For most people, having a car isn’t a choice. It’s required to go to the office, for groceries, to see friend —basically to go almost anywhere. How can you keep this required purchase from breaking your monthly budget and get a car that suits your preferences? In general, the answer is to go with “as little as you can.”
Morgan Housel, a great writer for The Motley Fool, says saving money boils down to making good choices on the three biggest expenses in your adult life: the house you buy, the car you buy, and how much you pay for college.
There are several formulas that can be followed in order to buy a car that suits your budget
1.The price of your car should not exceed your annual salary
There’s a very simple calculation that can guide you on how much you should spend on a car. The car you can afford to buy is the one with a price that costs less than your monthly gross salary multiplied by 12.A fresh graduate with a starting salary of roughly RM2,700 would have an annual gross income of RM32,400.
Using that as a guide, an affordable car to purchase would be the Perodua Axia, with the E variant priced at RM23,367 (not inclusive of car insurance) being the safest bet of all.

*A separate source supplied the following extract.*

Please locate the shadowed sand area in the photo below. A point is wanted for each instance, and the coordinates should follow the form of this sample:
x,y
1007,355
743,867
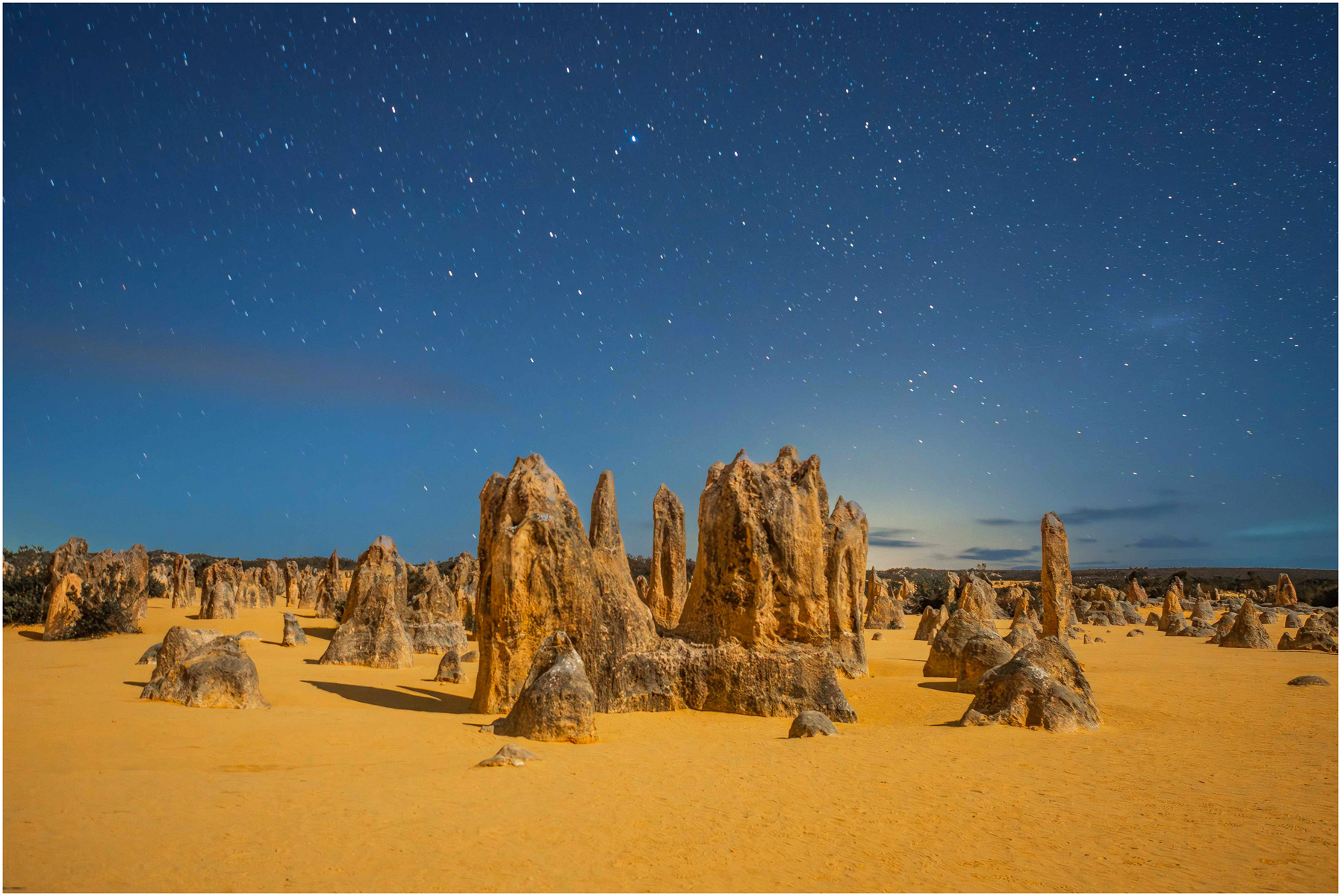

Something like a Proton Saga 1.3 Standard manual should be considered a splurge at RM32,800, but still somewhat attainable.
However, always consider the long-term financial implications of taking on a car loan that outnumbers your annual salary.
2. Not more than 15 per cent of your salary for monthly instalments
If said fresh graduate decides to purchase said Perodua Axia and takes a five-year loan with a 10 per cent downpayment and 3 per cent interest rate (estimated), they would be paying roughly RM400per month, which is just under 15 per cent of a RM2,700 pay check.
Bumping the term up to seven or nine years will bring monthly repayments down to about and RM250 respectively. Some opt for the latter simply because less seems better but it’s easy to forget that the longer the term of your car loan, the more interest you’ll end up paying.
Remember, the value of the car will soon depreciate. You don’t want to be tied to a long-term liability when the car is losing value. It is advisable to keep the loan repayment period as short as possible.
3. Used or new car?
The cars mentioned thus far may not sound very exciting, but buying a car according to your income can keep you from burdening yourself with debt at a young age. However, you can also consider purchasing a used car as your first vehicle if you want a wider pool of options while staying away from high financial burdens. With depreciation already taking its toll, used cars could be a wise choice for prudent buyers.
The main thing to consider when purchasing a used car is the cost of maintenance, as they come with more wear and tear and often have little to no warranty coverage left. With sufficient research and careful inspection of the car you’re planning to purchase, it is definitely possible for the savings to outweigh the incidental costs of keeping an older car running in tip-top condition.
Again, there is no shame in buying a smaller or second-hand car if you’re just starting out. It is better to utilise the extra money you have to build your savings and grow your wealth.
To conclude, the best way to know whether you can afford a new car or not is by taking into account all basic expenses such as accommodation, food, family, savings, investments and other needs first before splurging on a new set of wheels.